Così l’assessore alla scuola e al lavoro della Regione Veneto, Elena Donazzan, intervenendo a Job & Orienta, al convegno. “Dall’alternanza alla transizione: le azioni promosse da Anpal. Dall’aula ai luoghi di
lavoro”, in dialogo con Maurizio Del Conte.
“Con 22 mila aziende che quest’anno hanno inserito studenti in alternanza, vale a dire
una su 3 – ha ricordato Donazzan – il Veneto è la seconda regione in Italia, dopo la
Lombardia, a dare applicazione a questa opportunità di orientamento, formazione e
crescita umana. Negli ultimi cinque anni sono stati 15 mila gli studenti che in Veneto
hanno vissuto esperienze di alternanza scuola lavoro, grazie alla disponibilità delle
imprese e degli enti di formazione e ai 418 progetti finanziati con 5 milioni di euro
dalla Regione.

.Elena DonazzanElena Donazzan
“In Veneto scuola e lavoro sono un binomio consolidato – ha spiegato l’assessore –
Gli istituti tecnici e professionali del territorio che hanno fatto crescere le imprese del
‘mitico Nordest’ hanno nel loro Dna costitutivo l’aula-laboratorio e il rapporto diretto
con il mondo del lavoro.
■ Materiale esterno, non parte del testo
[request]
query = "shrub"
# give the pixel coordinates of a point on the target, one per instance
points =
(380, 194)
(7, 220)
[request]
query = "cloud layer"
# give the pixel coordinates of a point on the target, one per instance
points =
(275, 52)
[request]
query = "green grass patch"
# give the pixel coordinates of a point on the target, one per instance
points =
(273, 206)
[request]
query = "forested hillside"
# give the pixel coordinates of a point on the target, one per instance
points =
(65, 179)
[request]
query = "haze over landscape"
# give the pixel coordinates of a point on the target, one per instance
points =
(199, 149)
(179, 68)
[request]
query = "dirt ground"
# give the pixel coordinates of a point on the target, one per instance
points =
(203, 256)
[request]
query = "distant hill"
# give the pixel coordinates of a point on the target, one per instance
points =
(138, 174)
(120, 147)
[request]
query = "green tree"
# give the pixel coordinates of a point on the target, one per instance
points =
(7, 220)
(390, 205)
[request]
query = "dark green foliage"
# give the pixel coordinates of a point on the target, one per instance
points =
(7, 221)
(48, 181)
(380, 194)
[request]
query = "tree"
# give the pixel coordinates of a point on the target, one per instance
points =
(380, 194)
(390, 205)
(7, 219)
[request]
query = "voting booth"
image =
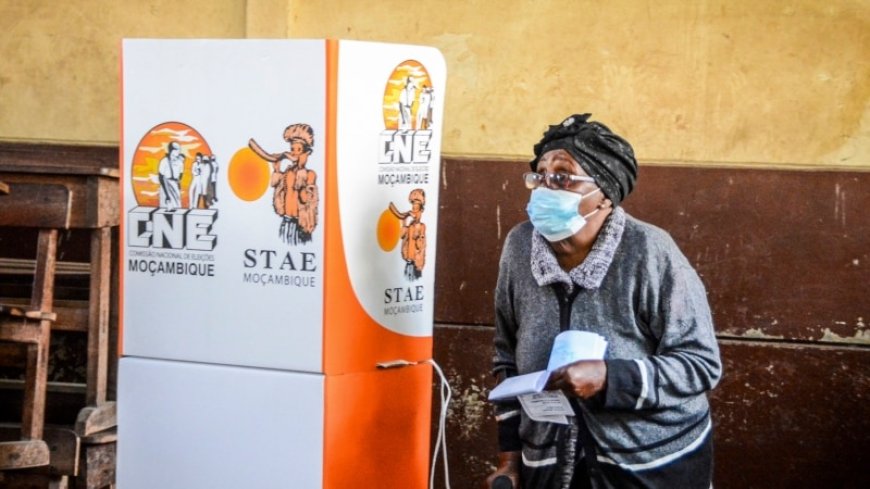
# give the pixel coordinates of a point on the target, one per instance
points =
(280, 202)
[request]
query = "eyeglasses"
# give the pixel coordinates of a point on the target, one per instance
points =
(559, 180)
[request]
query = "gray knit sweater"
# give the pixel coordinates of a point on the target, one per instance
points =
(640, 293)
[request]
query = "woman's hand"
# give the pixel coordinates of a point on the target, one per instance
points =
(583, 378)
(508, 466)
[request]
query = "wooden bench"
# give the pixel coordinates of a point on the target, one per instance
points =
(55, 189)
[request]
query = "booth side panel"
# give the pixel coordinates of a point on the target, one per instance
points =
(377, 429)
(187, 425)
(382, 203)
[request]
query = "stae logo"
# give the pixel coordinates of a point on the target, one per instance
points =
(295, 193)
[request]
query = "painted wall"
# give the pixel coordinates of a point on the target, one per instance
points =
(701, 82)
(59, 63)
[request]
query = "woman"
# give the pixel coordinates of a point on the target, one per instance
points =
(641, 415)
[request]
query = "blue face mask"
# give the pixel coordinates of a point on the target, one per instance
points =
(556, 213)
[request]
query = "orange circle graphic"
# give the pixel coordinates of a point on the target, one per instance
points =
(248, 175)
(408, 80)
(152, 148)
(389, 230)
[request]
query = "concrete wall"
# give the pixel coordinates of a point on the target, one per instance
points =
(703, 82)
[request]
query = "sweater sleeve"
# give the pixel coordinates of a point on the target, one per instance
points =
(507, 414)
(686, 361)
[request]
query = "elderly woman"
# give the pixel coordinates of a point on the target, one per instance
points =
(641, 415)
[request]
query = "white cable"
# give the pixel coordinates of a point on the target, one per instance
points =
(441, 439)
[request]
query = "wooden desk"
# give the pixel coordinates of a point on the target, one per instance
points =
(88, 178)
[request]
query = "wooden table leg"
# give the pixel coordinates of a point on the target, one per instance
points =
(99, 414)
(98, 315)
(36, 375)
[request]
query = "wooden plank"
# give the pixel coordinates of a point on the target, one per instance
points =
(36, 373)
(70, 315)
(64, 447)
(21, 331)
(97, 469)
(94, 419)
(98, 323)
(59, 159)
(23, 454)
(35, 205)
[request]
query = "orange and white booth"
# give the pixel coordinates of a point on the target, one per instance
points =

Un filo diretto, quello tra scuola e azienda, testimoniato
anche dai 30 mila tirocinanti ospitati ogni anno nelle imprese venete: 7 su 10 si
concludono con l’ingresso nel mondo del lavoro”.
“Ora che l’alternanza scuola-lavoro è diventata obbligatoria in tutti gli indirizzi
scolastici e formativi – ha sottolineato Elena Donazzan – è necessario
professionalizzare le competenze per traghettare l’esperienza dell’alternanza dal
mondo della formazione a quello della scuola, soprattutto in quelle Regioni che non
hanno un consolidato patrimonio di centri di formazione professionale e di scuole
professionali come il Veneto”.
L’alternanza scuola-lavoro – ha spiegato l’assessore – è fondamentale per un buon
orientamento, per ridurre la distanza tra scuole lavoro e contrastare gli abbandoni.
L’alternanza serve alla scuola per ritarare percorsi e competenze, ma anche alle
imprese per mettere a fuoco fabbisogni e competenze e riuscire meglio a incrociare
domanda e offerta di professionalità e di mestieri. “Chiedo all’Agenzia nazionale per l’impiego di specializzarsi su questo – ha concluso – per aiutare le Regioni a programmare l’offerta formativa e a promuovere un corretto sistema di alternanza, nonché un buon sistema di orientamento al
lavoro: il ruolo di una agenzia nazionale può rappresentare un utile e valido
supporto per dare omogeneità e sviluppo ai diversi territori della penisola”.